僕は鼻唄を唄いながらざくざくとモヤシ炒めを炒めていた。
近所の激安スーパーで買った、一袋27円のモヤシだ。
最近僕はモヤシとキャベツを交互に食べ続けている。
モヤシ炒め、モヤシスープ、キャベツしゃぶしゃぶ、キャベツサラダ、モヤシとキャベツの煮物… 。
以外とバリエーション豊富なヘルシー食材。
何故こんなものばかり食べて鼻唄を唄っていられるのか。
…それは則ち明日が仕送りの日だからだ。
やっと解放!!
僕は床に落ちた雑誌を蹴り跳ばし左手に箸を握って、フライパンごと茶ぶ台に運んでいった。
そこら辺のチラシを鍋式にして今日のランチを食す。
「いただきまー…」
今まさに口にモヤシを運ぼうとした時、ムーミンの着メロが机の上で響きわたった。
ねぇムー…のところで素早く画面も見ずに電話に出る。
僕は早くモヤシが食べたかった。
「あ、春?」
声の主はよく聞き慣れたふてぶてしい話かた。
…母さんだ。
「なに?僕今からモヤシ食べるんだけど。

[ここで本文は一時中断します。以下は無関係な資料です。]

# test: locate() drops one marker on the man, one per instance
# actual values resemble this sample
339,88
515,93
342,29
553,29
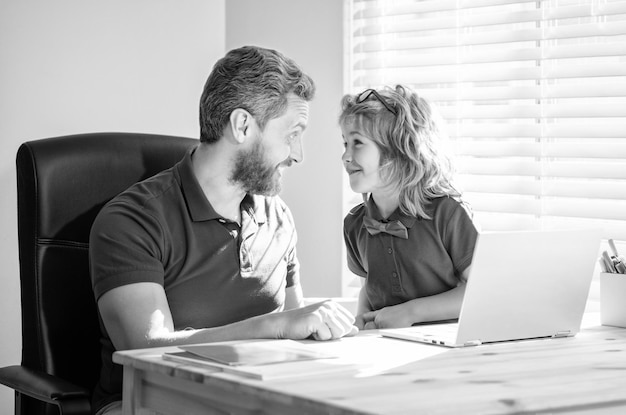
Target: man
205,251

」
母は深い溜め息をついた。
なんじゃらほい。
「なに?どした?」
「…春、あのさぁ…」
僕はそこでやっと母の様子が何やらおかしいことに気が付く。
もぐもぐとはきの悪い話かたはおよそ母らしくない。
「ん?もしかしてご病気…?」
「ばかっそんな縁起でもない…。…あのねぇ、…今月仕送り我慢してくれない?」
「…は?!無理だろっそれはさすがに…」
何だか妙に嫌な予感がする。
母は深い、ふかーい溜め息をもう一度ついた。
「…父さんね、クビになっちゃった。輸入食品の店。」
…
なっ…!!!!!!
「…この不況の真っ只中に仕事でオオボケかましちゃったらしくてさぁ。迷わずチョキンよ。…まぁ春にはお年玉貯金もあるし。母さんももっかいパート始めて頑張るからあんたも頑張って。じゃっ」
…つー、つー…
「…。」
…ない!ないよ!!貯金!!!!!!
そんなものとっくの昔に、アホな父親のために働く娘を助けるのに使いきったよ!!
…誰か僕もアホな父親から助けて!!!!
僕は携帯と箸を片手に「助けてくださーい!!!!!!」と叫んだ。